One does not generally make a public statement about having an article rejected at a journal. That’s private business. And it’s only quite recently that making a public statement would even have been possible. Without the internet there’d be no way to do it.
Still, what’s the point? I suppose there’s an element of vanity involved, as though my rejection would interest others. But it’s not about me; it really isn’t. It’s about the ideas. For the last four decades I have been pursuing ideas that are significantly different from those that have developed within the profession. I’ve published many of these ideas in various places.

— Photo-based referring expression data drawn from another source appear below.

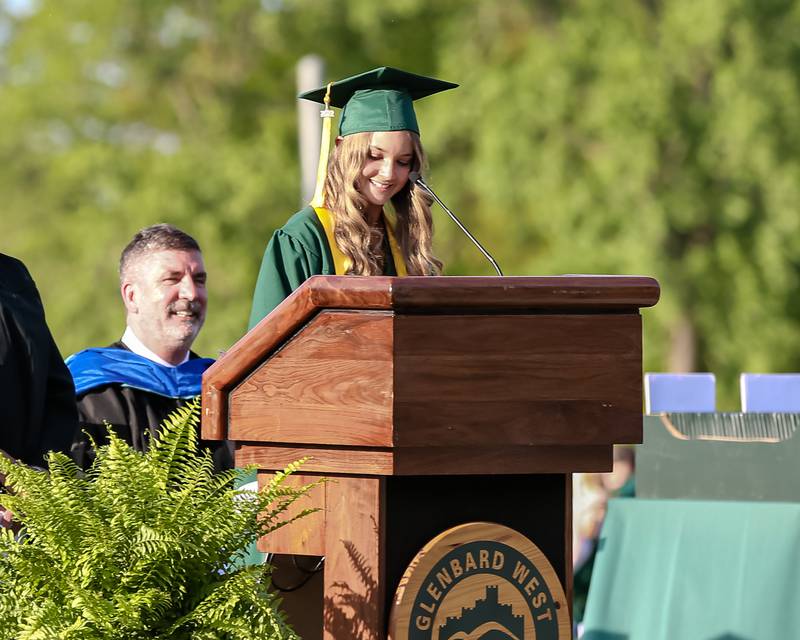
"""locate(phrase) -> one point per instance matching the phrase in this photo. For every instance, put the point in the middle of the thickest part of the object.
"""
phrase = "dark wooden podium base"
(347, 600)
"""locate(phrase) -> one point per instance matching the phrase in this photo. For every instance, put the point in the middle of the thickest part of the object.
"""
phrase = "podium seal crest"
(480, 581)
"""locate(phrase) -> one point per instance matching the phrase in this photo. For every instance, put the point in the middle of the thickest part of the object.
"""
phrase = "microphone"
(417, 180)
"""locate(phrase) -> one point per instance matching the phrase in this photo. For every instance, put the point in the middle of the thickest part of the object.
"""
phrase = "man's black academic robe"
(135, 415)
(37, 397)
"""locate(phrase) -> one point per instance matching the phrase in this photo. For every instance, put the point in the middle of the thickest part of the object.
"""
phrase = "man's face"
(165, 294)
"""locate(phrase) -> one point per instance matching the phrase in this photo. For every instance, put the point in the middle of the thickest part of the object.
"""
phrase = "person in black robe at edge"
(37, 412)
(137, 382)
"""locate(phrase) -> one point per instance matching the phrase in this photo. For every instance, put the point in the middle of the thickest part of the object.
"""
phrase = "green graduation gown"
(297, 251)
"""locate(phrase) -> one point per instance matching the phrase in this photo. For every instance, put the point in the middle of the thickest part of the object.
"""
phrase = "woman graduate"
(346, 230)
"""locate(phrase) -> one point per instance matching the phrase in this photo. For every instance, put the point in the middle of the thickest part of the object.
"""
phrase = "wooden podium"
(431, 402)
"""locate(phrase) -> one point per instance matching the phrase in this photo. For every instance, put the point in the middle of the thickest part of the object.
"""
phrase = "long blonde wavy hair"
(414, 227)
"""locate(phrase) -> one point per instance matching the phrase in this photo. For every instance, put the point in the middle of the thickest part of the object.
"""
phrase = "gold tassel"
(324, 150)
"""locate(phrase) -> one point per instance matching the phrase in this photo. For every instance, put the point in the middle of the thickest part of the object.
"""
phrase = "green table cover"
(684, 570)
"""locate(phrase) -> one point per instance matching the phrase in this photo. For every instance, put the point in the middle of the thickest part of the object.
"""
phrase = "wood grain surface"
(532, 295)
(305, 536)
(526, 380)
(354, 563)
(331, 384)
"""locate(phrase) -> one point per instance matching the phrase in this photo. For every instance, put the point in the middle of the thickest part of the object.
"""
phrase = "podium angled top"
(388, 359)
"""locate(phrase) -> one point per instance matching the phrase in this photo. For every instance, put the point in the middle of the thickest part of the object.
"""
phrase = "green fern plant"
(141, 546)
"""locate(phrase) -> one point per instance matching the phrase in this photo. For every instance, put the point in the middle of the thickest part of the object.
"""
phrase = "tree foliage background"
(654, 137)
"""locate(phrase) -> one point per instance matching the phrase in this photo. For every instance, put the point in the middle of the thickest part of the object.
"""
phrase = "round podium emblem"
(480, 581)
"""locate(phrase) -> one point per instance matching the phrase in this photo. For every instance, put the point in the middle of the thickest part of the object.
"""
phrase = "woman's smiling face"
(385, 173)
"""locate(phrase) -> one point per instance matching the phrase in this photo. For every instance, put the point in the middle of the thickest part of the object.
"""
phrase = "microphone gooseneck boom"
(416, 178)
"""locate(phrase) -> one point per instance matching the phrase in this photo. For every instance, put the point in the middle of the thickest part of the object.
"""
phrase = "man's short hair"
(157, 237)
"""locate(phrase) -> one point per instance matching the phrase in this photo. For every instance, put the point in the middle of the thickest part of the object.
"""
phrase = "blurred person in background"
(367, 217)
(37, 413)
(591, 493)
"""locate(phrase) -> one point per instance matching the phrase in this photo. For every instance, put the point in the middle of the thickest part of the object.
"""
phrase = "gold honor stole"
(341, 262)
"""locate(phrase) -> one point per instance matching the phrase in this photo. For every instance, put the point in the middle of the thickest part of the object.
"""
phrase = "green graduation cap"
(378, 100)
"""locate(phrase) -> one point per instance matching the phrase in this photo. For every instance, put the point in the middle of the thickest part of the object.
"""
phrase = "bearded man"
(135, 383)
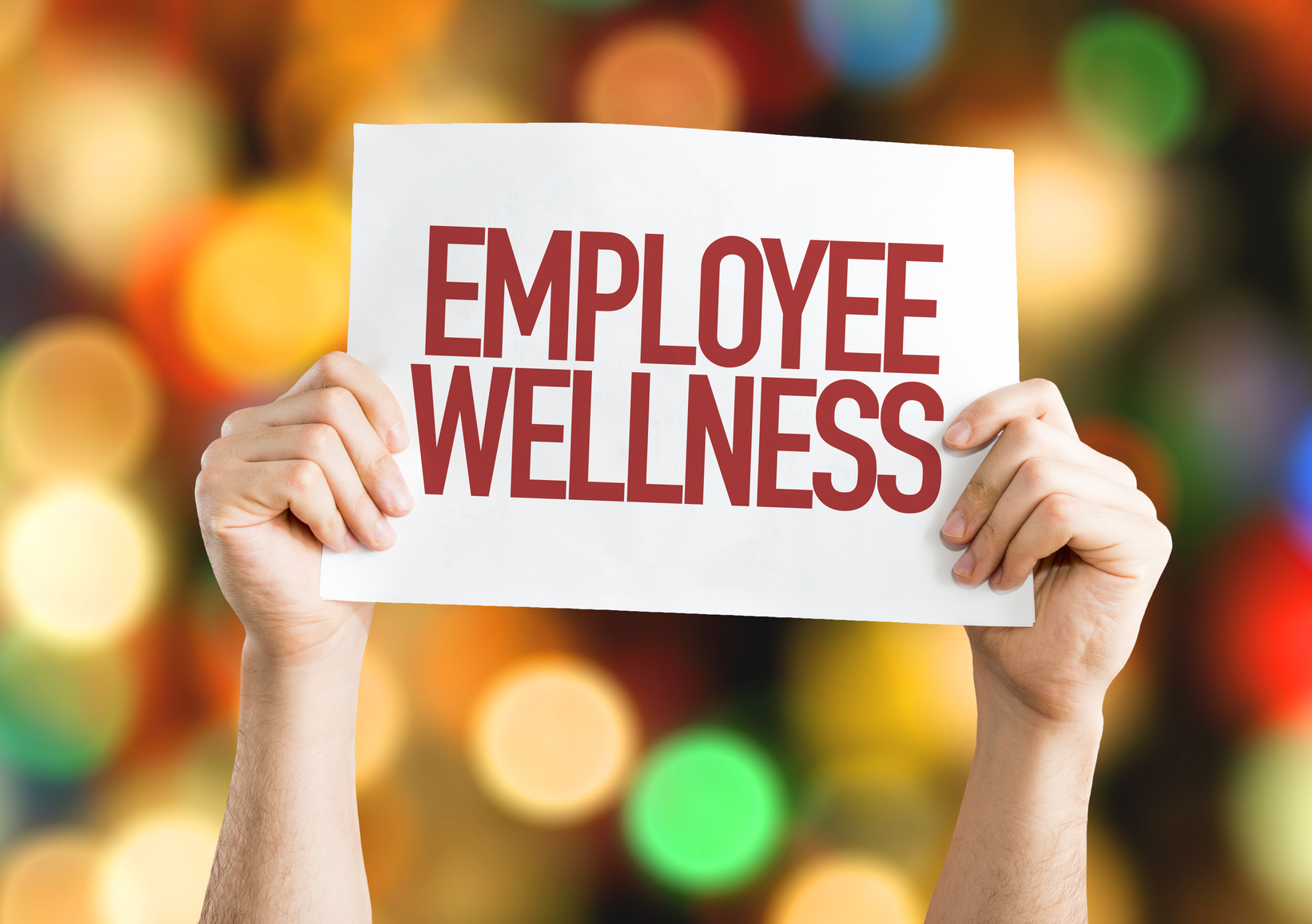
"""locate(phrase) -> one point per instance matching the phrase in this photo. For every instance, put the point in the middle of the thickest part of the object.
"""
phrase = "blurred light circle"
(706, 811)
(62, 715)
(1257, 637)
(79, 564)
(265, 292)
(663, 73)
(381, 720)
(920, 676)
(878, 43)
(1270, 818)
(157, 869)
(18, 22)
(106, 149)
(47, 877)
(1087, 239)
(1299, 474)
(845, 890)
(153, 294)
(1142, 451)
(554, 741)
(466, 646)
(392, 26)
(1132, 81)
(77, 399)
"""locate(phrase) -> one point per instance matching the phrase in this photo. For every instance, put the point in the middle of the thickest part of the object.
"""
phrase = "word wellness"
(734, 453)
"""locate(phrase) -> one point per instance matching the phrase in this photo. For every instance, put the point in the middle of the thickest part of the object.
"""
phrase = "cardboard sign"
(682, 371)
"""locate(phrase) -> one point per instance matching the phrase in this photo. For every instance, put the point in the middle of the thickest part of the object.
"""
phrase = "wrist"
(302, 695)
(1036, 760)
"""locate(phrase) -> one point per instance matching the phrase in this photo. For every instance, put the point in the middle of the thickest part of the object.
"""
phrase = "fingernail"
(400, 497)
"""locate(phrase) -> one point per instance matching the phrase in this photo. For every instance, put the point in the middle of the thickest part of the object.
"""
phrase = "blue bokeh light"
(1299, 476)
(877, 43)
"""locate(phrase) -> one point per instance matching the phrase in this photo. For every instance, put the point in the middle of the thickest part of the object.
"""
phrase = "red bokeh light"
(1256, 660)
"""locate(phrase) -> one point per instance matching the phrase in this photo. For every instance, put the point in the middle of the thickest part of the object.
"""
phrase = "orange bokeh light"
(663, 73)
(1140, 451)
(77, 399)
(49, 878)
(465, 646)
(554, 740)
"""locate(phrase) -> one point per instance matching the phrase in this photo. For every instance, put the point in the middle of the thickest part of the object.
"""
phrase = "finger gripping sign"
(680, 371)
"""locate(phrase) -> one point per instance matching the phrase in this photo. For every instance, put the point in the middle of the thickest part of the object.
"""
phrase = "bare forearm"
(290, 843)
(1019, 851)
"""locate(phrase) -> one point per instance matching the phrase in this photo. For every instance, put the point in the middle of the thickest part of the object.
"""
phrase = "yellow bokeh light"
(267, 290)
(554, 740)
(846, 890)
(392, 26)
(862, 688)
(47, 880)
(104, 149)
(18, 22)
(77, 399)
(1087, 237)
(382, 720)
(155, 870)
(662, 73)
(79, 564)
(1113, 887)
(406, 100)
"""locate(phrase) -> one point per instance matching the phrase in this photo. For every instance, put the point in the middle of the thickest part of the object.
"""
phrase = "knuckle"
(304, 476)
(1037, 474)
(336, 400)
(332, 366)
(1163, 539)
(1025, 430)
(233, 422)
(1046, 390)
(316, 439)
(381, 468)
(976, 490)
(1060, 509)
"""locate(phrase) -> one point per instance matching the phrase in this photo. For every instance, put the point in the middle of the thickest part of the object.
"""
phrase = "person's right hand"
(314, 468)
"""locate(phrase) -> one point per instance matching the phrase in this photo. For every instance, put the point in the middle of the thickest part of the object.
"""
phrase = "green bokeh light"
(1270, 814)
(62, 715)
(706, 811)
(1132, 81)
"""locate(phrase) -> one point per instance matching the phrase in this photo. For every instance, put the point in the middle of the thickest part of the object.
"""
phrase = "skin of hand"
(1044, 504)
(308, 470)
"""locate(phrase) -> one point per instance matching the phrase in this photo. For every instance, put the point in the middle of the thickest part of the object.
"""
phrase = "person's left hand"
(1044, 502)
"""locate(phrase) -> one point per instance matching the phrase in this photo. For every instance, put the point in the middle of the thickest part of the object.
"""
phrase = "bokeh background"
(175, 188)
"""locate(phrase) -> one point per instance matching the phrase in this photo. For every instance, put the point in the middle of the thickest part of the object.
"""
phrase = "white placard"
(694, 421)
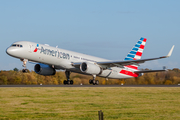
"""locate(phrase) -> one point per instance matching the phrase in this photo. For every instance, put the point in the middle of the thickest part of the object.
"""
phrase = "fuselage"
(63, 59)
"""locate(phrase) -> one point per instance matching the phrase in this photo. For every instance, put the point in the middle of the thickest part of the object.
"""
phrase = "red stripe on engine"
(142, 47)
(139, 53)
(129, 73)
(131, 66)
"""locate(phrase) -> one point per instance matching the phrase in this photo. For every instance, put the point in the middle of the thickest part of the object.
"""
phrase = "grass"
(84, 103)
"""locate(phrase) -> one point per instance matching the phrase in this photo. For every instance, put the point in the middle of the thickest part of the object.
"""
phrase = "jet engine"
(90, 68)
(43, 69)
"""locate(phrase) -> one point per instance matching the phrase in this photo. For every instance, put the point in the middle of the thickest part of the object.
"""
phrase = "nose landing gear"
(24, 65)
(68, 81)
(93, 81)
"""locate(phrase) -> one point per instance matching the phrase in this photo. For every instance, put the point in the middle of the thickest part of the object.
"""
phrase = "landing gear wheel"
(65, 82)
(71, 82)
(94, 82)
(90, 81)
(24, 70)
(68, 82)
(97, 82)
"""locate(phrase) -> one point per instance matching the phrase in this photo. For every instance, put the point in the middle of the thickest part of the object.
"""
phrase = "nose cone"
(10, 51)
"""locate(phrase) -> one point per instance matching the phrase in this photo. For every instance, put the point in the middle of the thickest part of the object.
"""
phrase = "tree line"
(16, 77)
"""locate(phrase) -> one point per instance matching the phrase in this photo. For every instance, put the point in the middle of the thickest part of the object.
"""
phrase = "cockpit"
(16, 45)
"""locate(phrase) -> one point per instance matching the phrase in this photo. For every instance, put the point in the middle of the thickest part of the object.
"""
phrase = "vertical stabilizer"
(136, 52)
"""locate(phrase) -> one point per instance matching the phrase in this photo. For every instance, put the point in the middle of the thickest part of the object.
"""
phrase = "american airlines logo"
(53, 53)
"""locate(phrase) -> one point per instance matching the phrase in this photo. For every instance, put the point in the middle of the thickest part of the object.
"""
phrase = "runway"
(1, 86)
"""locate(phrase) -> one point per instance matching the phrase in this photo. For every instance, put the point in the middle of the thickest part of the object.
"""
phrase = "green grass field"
(84, 103)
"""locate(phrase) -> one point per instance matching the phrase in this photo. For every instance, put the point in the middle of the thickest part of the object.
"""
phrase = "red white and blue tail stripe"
(136, 52)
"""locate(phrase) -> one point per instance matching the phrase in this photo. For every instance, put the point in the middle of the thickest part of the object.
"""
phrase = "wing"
(132, 62)
(121, 64)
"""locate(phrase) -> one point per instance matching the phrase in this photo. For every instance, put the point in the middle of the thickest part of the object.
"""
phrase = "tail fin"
(136, 52)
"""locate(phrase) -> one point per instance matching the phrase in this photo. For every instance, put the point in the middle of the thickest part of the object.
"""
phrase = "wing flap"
(133, 62)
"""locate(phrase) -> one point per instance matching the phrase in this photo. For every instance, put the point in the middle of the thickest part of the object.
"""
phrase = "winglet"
(170, 52)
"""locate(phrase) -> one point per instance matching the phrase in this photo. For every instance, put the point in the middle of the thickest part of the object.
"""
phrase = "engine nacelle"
(43, 69)
(90, 68)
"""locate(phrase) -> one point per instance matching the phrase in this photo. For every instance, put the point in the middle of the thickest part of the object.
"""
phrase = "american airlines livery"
(49, 59)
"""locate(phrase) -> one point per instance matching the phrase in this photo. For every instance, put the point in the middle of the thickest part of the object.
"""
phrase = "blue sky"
(103, 28)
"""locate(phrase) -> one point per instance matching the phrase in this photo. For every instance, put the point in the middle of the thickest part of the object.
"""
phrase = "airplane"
(49, 59)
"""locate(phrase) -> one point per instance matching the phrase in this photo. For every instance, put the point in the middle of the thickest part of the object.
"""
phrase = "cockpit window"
(16, 45)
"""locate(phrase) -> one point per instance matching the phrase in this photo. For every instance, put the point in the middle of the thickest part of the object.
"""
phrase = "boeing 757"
(49, 59)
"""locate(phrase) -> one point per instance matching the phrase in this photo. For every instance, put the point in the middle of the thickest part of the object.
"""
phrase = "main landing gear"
(94, 82)
(68, 81)
(24, 65)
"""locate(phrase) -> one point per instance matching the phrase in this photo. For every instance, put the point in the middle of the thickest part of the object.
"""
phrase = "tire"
(68, 82)
(97, 82)
(71, 82)
(94, 82)
(90, 81)
(65, 82)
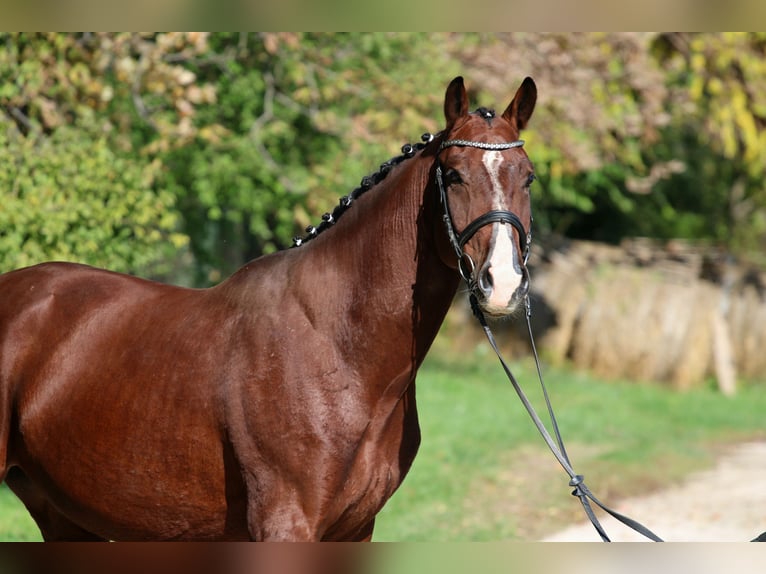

In fact, some of the ideas in the manuscript NLH rejected were first published in MLN (Modern Language Notes) four decades ago. But for the most part, these ideas are at best marginal. I was hoping that by publishing them in NLH, they would get broader exposure.
It is widely recognized that the discipline of literary criticism is in trouble; NLH certainly recognizes it. New ideas are needed. And that’s what I’ve got, new ideas, albeit some of them are several decades old.
This is about the what we might call the “possibility space” of literary studies. The discipline has explored a certain range of intellectual spaces over the past century or so. What new possibilities are open for exploration? I’ve explored spaces that few others have explored and I laid out some of that work in the article I submitted. In effect, I sent a test “probe” into “the discipline” and it said “NO”.
What has that “no” told me about the discipline? That’s not an easy question to answer and any answer I come up with will necessarily be highly uncertain. That’s just how these things are.